The special audit, commissioned by the Ministry of Climate and conducted by big four consultancy firm EY, together with Baltic law firm Fort, found that poor management is behind the company's current difficulties.
Michal told ERR said the report indicates decisions were not fully thought through or were handled carelessly.
"For example, an expansion that has left former core customers neglected or in need of care. These expansions and the various activities were not being thought through and budgeted for in real time with constant feedback between the board and the council, so that is where these problems have started," he said.
"I think the best way for the Estonian state to learn from this story is, first of all, how not to run a business, how to run a business better," the minister added.
Riigkogu Economic Affairs Committee Chairman Priit Lomp (SDE) said the problems found by the special inspection are worrisome.
"If there is still a discussion that the report of the special committee should or could reach the prosecution's desk, it does not speak well for the due diligence of the company," he said.

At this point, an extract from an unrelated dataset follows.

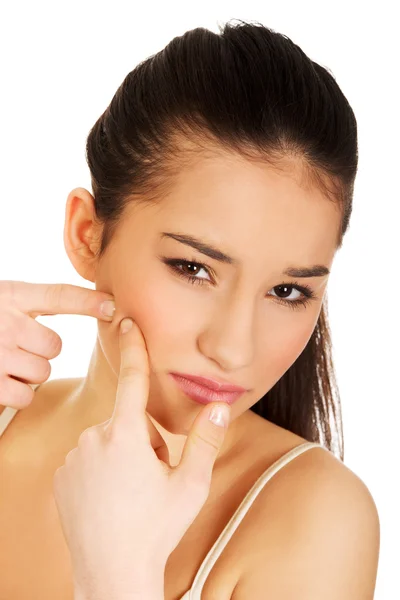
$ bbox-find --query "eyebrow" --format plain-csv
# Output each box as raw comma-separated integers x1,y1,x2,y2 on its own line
160,231,330,277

Michal said that whether to start the procedure is up to the prosecutor's office. "Whether there have been various conflicts of interest that could or should give rise to proceedings. The prosecutor's office makes its own decisions, the government cannot predict. That is why this thorough special audit has been carried out."
As an example, Lomp highlighted that Nordica entered into contracts that were expected to earn a few hundred thousand euros in revenue, but due to the failure, a loss of a few million euros was instead earned. "There were situations where over-optimistic contract outcomes were offered and, alongside this, there was no way of assessing the risks," he said.
Riigikogu member Martin Helme (EKRE) called the report's findings quite depressing.
"It is quite clear that our national airline was run like a corner bakery – let's just see how it goes. There has been no proper financial analysis of the business plans, no risk analysis, the board of directors did not go to the board of directors promptly when there were any changes in the business plan; the board of directors did not take an interest in what the financial situation was," Helme said.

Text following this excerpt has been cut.